The Philippines’ National Economic and Development Authority said it is confident the country’s trade performance will recover in the second quarter with prospects for more solid economic growth.

Key points:

-- Exports totaled $6.16 billion in May, up 1 percent from $6.09 billion during the same month a year earlier. The rise was led by copper concentrates (+192.1%), wiring sets used in vehicles, aircraft and ships (+31.7%), fresh bananas (+28.6%) and chemicals (+20.1%). Electronics remained the top export item, with $3.45 billion, up 6.2 percent from a year earlier.
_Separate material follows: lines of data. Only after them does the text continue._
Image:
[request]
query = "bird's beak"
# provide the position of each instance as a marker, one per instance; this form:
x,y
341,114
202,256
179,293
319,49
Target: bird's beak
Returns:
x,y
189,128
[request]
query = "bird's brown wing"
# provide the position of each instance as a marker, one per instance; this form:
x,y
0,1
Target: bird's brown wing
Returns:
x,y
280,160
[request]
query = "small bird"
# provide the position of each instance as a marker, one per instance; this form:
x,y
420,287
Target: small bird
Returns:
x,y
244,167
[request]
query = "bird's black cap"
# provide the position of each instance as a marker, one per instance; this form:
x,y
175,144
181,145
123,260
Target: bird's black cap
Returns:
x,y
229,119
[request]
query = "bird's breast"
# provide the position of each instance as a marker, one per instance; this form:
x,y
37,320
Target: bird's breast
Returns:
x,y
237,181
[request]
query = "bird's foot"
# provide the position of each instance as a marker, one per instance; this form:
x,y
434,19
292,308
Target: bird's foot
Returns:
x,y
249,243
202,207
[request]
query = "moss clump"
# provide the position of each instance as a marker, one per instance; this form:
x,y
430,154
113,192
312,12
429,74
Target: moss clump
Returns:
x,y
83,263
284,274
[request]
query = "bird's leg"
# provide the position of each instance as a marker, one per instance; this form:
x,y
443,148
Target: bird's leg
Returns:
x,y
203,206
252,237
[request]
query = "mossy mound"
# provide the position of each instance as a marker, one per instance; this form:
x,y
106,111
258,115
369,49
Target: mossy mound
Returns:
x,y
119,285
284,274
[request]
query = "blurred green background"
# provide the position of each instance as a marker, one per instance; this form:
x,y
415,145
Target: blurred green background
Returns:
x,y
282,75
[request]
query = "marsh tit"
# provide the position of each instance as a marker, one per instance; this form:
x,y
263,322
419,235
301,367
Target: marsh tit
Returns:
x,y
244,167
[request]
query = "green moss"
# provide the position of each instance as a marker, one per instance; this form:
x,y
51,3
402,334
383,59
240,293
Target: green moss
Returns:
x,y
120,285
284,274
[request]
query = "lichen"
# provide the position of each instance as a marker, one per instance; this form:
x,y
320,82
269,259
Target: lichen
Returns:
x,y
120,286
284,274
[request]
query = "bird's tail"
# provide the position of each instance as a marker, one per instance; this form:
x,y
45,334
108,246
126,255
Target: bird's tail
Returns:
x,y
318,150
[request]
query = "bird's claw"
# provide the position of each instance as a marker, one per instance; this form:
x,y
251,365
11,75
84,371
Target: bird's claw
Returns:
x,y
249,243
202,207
-- “The slight pick-up in exports may be attributed to diversification of the country’s export items and export destinations, as well as improved trade and diplomatic relations with major export markets, such as Japan, China, South Korea, the U.S., and other Asian countries,” RCBC economist Michael Ricafort said.

-- Exports to the United States rose 9.8 percent to $1.08 billion, followed by China at $896.95 million, Japan at $862.15 million, Hong Kong at $764.83 million and Singapore at $329.17 million.

-- Imports dropped 5.4 percent to $9.43 billion from $9.97 billion. The decline was due to reduced purchases of iron and steel (-25.5%), transport equipment (-19.3%), mineral fuels, lubricants and related materials (17.2%), plastic in primary and non-primary forms (-13.7%), industrial machinery and equipment (-4.8%) and food and live animals (-3.7%).

-- The drop in imports was caused by slower global growth amid the U.S.-China trade dispute and the uncertainty over Brexit, Ricafort said.

-- The trade deficit narrowed further to $3.28 billion in May from $3.88 billion a year earlier.

Takeaway:

-- The National Economic and Development Authority sees trade performance recovering in the coming months, citing above 6-percent GDP growth estimates for the Philippines from the World Bank and the Asian Development Bank.

-- “The global economic outlook for 2019 remains subdued as policy uncertainties and some geopolitical tensions continue to pose risks to many economies,” Socioeconomic Planning Secretary Ernesto M. Pernia said in a statement. “But amid these external developments, the country’s economic outlook remains upbeat.”

-- Ricafort said exports are expected to grow further as the country continues to diversify export products and markets, and that imports could pick up with public works spending.